Membrane Trafficking of Vesicular Neurotransmitter Transporters
囊泡神经递质转运蛋白的膜运输
基本信息
- 批准号:10291414
- 负责人:
- 金额:$ 37.06万
- 依托单位:
- 依托单位国家:美国
- 项目类别:
- 财政年份:2011
- 资助国家:美国
- 起止时间:2011-07-01 至 2023-10-31
- 项目状态:已结题
- 来源:
- 关键词:Adaptor Signaling ProteinAdultAffectAntipsychotic AgentsAnxiety DisordersAttentionBehaviorBindingBiochemicalBrainBrain regionCellsClathrin AdaptorsCognitionCommunicationCytoplasmDevelopmentDiphosphatesDominant-Negative MutationEmotionsEndocytosisEpilepsyEquilibriumEventExhibitsExocytosisFunctional disorderGeneticGlutamate TransporterGlutamatesGoalsHippocampus (Brain)In VitroIndividualInositolKineticsKnock-outLigaseMaintenanceMediatingMediator of activation proteinMembraneModelingMolecularNeuronsNeurotransmittersOptical reporterPHluorinPathway interactionsPatternPharmacologyPhysiologicalPhysiologyPopulationPresynaptic TerminalsProbabilityProcessProgress ReportsPropertyProtein IsoformsProteinsRecyclingRegulationResearchRoleSchizophreniaSignal PathwaySignal TransductionSignaling ProteinSorting - Cell MovementSynapsesSynaptic TransmissionSynaptic VesiclesTestingThalamic structureTherapeutic InterventionUbiquitinationVesicleWorkautism spectrum disorderbrain pathwaychemical releasecourse developmentdesignexcitatory neuroninositol hexakisphosphate kinaseknock-downneuropsychiatric disorderneurotransmissionneurotransmitter releasenew therapeutic targetnovelpolyprolinepostsynapticpresynapticreceptorsynaptogenesistherapeutic targettherapy developmenttraffickingtransmission processubiquitin ligaseubiquitin-protein ligasevesicular glutamate transporter 1
项目摘要
Dysfunction of glutamatergic neurotransmission is implicated in many neuropsychiatric disorders, including
schizophrenia, epilepsy and autism.

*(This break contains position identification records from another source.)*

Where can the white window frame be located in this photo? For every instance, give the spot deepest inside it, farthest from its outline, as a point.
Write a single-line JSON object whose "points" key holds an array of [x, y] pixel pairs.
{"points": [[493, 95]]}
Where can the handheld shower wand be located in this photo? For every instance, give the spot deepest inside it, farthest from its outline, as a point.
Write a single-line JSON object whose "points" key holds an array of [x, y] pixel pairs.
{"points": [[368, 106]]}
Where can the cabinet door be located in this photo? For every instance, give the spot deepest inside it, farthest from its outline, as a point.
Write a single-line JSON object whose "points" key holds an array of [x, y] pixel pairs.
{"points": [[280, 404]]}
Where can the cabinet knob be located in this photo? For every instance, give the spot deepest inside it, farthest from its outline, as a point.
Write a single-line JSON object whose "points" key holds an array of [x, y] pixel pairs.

Although postsynaptic receptors have received the most attention,
presynaptic mechanisms controlling glutamate release are also promising therapeutic targets, but have been
less amenable to study. Glutamate release by synaptic vesicle exocytosis depends on glutamate packaging
and recycling mediated by vesicular glutamate transporters (VGLUTs). VGLUT1 and 2 isoforms exhibit
complementary expression in adult brain that distinguishes cortical (VGLUT1) and subcortical (VGLUT2)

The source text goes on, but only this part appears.